= Myron Olson =

American politician

Myron J. Olson (June 24, 1928 - January 25, 1992) was a Republican member of the Illinois House of Representatives from his appointment on September 22, 1981, to his death on January 25, 1992.

==Biography==
Myron J. Olson was born June 24, 1928, in Wausau, Wisconsin. He was raised in Wisconsin and joined the United States Army at age 18 where he served in the Signal Corps and was stationed in post-World War II Japan. He was honorably discharged at the rank of sergeant.

At age 24, he was a campaign aide for Melvin Laird's successful campaign in Wisconsin's 7th congressional district. He moved to Dixon, Illinois, in 1956 to become a salesman for Monarch. He was civically active in Dixon as a member of the Dixon Water Board, including two years as its President, and as a member of the Lee County Republican Party. In 1976, he was elected the Circuit Clerk of Lee County.

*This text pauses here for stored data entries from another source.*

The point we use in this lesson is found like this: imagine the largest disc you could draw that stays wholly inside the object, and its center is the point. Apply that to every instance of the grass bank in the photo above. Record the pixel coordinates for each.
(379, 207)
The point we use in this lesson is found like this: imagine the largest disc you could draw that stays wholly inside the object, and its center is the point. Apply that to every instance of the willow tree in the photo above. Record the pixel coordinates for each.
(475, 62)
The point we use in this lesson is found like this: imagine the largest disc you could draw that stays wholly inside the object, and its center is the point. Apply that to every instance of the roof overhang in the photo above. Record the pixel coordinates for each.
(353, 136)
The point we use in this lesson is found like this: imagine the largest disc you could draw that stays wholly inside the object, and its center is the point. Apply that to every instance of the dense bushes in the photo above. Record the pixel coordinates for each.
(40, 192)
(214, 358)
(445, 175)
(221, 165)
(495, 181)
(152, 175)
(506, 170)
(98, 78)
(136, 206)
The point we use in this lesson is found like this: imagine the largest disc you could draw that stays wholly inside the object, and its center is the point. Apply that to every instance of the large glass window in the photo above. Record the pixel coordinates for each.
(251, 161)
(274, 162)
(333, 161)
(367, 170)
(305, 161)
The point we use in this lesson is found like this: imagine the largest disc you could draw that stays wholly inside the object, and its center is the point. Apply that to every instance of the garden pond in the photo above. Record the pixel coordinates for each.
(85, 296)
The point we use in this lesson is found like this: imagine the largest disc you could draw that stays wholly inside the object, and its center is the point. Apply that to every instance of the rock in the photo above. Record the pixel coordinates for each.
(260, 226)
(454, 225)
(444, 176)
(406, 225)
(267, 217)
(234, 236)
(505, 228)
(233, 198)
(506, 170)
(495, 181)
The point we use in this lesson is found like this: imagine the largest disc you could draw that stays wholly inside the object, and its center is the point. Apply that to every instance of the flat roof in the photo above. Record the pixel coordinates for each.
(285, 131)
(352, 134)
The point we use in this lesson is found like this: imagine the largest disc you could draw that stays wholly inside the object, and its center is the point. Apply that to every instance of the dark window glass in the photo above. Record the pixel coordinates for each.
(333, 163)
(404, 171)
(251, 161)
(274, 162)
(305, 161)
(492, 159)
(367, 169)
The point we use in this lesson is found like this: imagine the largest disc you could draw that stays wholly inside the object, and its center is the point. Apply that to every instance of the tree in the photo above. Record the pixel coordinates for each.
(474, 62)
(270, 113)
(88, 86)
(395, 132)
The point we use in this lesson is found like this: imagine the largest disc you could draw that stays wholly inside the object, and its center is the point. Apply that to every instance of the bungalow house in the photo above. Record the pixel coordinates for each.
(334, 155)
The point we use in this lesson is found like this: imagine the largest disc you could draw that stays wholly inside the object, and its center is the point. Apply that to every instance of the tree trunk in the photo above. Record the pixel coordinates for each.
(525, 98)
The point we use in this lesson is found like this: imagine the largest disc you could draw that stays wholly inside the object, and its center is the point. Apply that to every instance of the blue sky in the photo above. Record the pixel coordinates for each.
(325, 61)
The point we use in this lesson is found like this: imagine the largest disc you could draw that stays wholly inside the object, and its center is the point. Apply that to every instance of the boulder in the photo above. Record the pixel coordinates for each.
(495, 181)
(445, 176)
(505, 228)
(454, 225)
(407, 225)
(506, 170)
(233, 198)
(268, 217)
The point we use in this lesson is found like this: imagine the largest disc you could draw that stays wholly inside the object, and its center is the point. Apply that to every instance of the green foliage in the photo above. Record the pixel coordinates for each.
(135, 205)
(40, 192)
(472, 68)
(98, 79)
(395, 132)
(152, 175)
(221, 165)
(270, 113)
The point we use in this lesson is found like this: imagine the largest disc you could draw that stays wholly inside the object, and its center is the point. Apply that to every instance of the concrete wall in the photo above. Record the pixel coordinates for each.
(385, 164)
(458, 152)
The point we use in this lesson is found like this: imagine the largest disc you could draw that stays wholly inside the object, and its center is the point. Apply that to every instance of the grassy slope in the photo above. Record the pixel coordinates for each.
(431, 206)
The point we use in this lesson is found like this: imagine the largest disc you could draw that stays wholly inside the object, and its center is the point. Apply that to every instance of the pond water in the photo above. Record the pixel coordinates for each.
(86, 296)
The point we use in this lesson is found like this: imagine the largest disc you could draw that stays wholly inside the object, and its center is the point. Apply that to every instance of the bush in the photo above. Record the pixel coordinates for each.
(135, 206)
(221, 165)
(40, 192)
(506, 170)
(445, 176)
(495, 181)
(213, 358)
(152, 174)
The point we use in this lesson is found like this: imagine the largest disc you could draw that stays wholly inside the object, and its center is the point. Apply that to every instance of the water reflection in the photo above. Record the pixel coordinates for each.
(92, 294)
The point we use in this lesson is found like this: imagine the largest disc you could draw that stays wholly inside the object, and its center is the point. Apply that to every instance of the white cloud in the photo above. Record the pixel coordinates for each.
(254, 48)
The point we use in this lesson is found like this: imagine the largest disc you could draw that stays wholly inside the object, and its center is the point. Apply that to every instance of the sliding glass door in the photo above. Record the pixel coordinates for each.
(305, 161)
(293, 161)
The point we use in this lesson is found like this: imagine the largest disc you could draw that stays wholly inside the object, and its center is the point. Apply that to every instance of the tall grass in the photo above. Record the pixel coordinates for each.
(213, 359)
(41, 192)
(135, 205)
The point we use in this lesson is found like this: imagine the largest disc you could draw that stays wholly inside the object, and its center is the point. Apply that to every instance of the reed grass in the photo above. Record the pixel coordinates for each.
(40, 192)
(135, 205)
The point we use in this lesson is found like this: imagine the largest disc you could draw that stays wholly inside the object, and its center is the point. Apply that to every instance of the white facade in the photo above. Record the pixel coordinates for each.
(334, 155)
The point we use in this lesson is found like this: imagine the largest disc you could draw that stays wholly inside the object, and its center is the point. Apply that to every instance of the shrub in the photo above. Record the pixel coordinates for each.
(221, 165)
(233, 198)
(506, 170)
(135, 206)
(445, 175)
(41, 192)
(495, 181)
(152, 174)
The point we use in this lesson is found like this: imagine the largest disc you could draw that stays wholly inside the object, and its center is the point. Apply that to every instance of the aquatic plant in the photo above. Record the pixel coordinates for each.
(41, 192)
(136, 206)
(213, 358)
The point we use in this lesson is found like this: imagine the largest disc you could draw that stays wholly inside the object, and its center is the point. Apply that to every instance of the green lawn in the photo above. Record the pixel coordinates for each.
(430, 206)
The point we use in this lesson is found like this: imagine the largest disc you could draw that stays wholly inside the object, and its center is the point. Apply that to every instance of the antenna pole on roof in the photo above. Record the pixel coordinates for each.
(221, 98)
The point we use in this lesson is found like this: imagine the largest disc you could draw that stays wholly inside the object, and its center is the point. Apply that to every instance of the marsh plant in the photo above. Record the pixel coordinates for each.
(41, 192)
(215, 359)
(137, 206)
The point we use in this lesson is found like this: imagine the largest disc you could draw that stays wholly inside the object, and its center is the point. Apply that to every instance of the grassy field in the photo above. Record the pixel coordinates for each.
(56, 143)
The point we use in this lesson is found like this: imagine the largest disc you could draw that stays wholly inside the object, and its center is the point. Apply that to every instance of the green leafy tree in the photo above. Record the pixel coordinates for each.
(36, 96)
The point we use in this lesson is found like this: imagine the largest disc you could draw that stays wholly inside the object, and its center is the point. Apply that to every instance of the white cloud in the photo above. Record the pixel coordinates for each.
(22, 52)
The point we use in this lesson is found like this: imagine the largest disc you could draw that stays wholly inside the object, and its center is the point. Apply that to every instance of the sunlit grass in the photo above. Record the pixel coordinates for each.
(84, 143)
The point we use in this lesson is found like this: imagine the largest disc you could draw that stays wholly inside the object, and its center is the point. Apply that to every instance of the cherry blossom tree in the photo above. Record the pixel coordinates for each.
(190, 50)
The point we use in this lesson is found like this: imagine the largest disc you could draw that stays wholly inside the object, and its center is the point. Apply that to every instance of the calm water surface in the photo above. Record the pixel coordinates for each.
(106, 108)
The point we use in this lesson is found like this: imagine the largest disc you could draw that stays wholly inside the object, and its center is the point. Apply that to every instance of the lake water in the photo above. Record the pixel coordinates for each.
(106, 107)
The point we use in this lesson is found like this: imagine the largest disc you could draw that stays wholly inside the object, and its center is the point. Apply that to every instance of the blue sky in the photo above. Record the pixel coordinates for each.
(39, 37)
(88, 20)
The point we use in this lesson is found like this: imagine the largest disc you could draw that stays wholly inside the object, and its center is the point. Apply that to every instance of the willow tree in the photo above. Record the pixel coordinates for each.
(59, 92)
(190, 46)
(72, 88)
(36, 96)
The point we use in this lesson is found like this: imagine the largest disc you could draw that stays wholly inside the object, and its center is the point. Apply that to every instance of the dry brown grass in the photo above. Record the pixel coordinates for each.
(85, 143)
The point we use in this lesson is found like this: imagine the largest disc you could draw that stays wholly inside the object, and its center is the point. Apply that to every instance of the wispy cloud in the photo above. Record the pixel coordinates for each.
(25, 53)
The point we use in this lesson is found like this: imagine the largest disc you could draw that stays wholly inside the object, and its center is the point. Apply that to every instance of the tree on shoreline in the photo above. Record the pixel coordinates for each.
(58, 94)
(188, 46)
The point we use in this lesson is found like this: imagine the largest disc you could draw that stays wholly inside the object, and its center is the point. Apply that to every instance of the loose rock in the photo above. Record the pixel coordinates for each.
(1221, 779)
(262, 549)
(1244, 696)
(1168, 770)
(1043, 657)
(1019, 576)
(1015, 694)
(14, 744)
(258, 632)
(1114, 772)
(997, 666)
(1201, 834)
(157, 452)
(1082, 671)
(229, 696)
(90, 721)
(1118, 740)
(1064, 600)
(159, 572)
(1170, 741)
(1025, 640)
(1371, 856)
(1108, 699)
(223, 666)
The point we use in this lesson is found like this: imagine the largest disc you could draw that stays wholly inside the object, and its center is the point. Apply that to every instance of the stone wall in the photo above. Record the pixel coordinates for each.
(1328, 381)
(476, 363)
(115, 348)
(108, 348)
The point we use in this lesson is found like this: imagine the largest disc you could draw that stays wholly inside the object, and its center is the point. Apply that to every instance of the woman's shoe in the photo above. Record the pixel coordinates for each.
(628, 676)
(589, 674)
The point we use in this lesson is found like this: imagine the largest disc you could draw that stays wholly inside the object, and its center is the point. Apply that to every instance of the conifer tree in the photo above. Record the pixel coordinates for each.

On September 22, 1981, he was appointed to the Illinois House of Representatives to succeed Calvin W. Schuneman upon the latter's appointment to the Illinois Senate. At that time, the multi-member district consisted of Lee and Bureau counties and portions of DeKalb, Henry, Ogle, and Whiteside counties. After the Cutback Amendment, he was redistricted from the 37th district to the 70th district which included Lee and Ogle counties. He was elected to the new district unopposed.
 During his tenure, he rose to the rank of Deputy Minority Leader under Lee A. Daniels. He sponsored a resolution requesting that Fay Vincent, the Commissioner of Major League Baseball at the time, review the case of Shoeless Joe Jackson and his alleged role in the Black Sox Scandal in the hopes of vindicating Jackson.

Olson had a heart attack while shoveling snow and died at Shaw Bathea Hospital on Saturday, January 25, 1992. David Deets, a physician from Dixon, was appointed to succeed him in the Illinois House and as a candidate in the new 73rd district. Deets lost by 378 votes to Democratic attorney Pennie Von Bergen Wessels of Sterling, Illinois.